I always hear many nurses talk about how it's hard to get a job as a nurse in California especially in the Bay Area. My question is, is it really that hard, even if you're looking for a job in the nursing home? Are there opportunities at small clinics and nursing homes for NEW grad LVN and RN's at least??? I'll take what ever I can get, I'm not picky. I'm trying to move out to the Bay Area and if I can't find a job there then I'm going to Sacramento. I need answers for the RN route and the LVN route.
Dec 5, '17
I could write a book to answer this... but suffice it to say, yes, it's that hard for new grads anywhere coastal.
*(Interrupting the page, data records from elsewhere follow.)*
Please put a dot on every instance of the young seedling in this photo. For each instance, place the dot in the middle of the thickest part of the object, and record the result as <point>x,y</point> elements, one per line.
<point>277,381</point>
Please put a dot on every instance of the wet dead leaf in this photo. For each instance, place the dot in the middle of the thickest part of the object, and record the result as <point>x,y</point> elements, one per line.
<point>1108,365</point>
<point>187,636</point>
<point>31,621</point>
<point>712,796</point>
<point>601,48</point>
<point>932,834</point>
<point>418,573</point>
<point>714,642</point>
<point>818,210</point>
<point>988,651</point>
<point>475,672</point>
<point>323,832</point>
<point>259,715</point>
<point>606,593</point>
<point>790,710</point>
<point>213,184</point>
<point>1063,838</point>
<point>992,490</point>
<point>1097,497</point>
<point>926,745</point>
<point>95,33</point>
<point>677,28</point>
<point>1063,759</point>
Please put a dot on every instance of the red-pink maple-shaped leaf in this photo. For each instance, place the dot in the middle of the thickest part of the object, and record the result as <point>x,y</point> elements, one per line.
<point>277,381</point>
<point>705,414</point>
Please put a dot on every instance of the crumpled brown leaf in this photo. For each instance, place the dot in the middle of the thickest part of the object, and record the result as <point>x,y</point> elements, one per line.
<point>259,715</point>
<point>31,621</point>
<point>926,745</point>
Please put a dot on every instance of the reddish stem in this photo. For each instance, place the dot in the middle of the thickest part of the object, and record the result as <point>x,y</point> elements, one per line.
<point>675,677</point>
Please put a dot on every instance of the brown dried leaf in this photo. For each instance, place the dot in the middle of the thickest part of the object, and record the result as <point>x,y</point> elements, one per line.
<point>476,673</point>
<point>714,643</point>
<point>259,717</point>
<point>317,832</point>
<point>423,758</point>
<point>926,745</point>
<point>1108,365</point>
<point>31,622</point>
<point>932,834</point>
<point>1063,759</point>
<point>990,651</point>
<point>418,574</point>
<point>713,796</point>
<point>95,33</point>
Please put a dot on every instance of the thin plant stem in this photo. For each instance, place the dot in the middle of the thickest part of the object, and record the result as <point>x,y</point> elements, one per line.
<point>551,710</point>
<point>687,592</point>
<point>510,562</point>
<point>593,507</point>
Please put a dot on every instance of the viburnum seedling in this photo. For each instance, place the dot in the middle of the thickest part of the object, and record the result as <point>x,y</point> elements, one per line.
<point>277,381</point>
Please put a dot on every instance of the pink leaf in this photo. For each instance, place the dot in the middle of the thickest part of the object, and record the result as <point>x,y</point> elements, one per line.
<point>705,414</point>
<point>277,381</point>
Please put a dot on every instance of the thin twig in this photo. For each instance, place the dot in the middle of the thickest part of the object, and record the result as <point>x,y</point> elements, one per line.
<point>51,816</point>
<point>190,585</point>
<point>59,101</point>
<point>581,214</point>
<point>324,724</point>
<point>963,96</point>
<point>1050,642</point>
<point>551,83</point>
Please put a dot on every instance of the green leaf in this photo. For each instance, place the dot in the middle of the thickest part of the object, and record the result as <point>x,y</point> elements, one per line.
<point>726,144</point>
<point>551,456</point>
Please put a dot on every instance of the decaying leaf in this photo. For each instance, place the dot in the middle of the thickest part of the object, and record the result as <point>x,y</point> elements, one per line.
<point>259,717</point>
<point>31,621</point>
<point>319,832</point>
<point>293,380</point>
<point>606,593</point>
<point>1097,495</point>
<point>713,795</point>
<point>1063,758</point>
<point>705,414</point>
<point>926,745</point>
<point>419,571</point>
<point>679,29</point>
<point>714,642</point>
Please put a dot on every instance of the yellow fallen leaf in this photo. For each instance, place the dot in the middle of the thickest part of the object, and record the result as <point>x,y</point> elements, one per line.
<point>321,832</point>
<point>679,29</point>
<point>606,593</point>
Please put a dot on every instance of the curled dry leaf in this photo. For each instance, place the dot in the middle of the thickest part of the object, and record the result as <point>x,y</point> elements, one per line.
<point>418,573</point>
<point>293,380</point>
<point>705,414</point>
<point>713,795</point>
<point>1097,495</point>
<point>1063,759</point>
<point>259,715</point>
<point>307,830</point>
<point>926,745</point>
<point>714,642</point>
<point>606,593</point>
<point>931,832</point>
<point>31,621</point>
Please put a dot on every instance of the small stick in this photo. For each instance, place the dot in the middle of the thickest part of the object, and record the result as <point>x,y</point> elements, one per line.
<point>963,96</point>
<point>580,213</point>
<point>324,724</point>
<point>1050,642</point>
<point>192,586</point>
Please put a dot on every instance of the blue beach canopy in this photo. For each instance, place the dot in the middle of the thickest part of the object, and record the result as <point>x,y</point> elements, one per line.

I'm bilingual, have two master's degrees, a 4.0 GPA, and every certification under the sun, and it's been insanely hard. Unless you have a very strong advocate in the hospital system you're applying to, it takes a literal miracle (miracles happen, but they are rare by definition). But, if you are willing to apply at a SNF that will be MUCH easier. If you are willing to live in the central valley, it will also be doable. If I were you (I have kids in school so I can't move), I would start in a "less desirable" location than the coast to get two years acute care experience, then you can move where you like.
Dec 7, '17
Look at the small towns on the outskirts of any metro area. Increases your chance dramatically. When I was a new grad I literally googled all the health facilities in my region and out applications in at all of them as an RN. I got an RN job fairly quickly because they viewed me as previous health experience because of my LVN.
When I was an LVN I also applied everywhere. I wish I had known though as an LVN there are other jobs you are qualified for, ER tech, etc. I wish I had known that. I think I might have had even more opportunity if I had done a job like that. You just have to be willing to work where others aren't.
Dec 9, '17
The San Joaquin Valley is desperate for healthcare providers. As a new grad, go where there is a good job that provides good training. After you have some experience, then apply for work in SF if you still want to go there. Good luck.
Dec 10, '17
My Sacramento ICU recently expanded from 12 beds to 16 beds and ended up hiring about 25 more RNs to cover the extra patients. About a quarter of the hires were new grads. Most of them had done their preceptorship/leadership on our unit or worked on our unit as nurse externs. A handful were just random new grad applicants though.
I think it can be pretty hit or miss and just depends on your luck. We needed to hire so many people that even though the preferred was experienced ICU nurses, there weren't 25 that fit the bill for whatever reason and some tele, floor, and new nurses were hired as well.
Dec 12, '17
It's tough in all the big cities. Overload of nurses. Chicago is brutal too.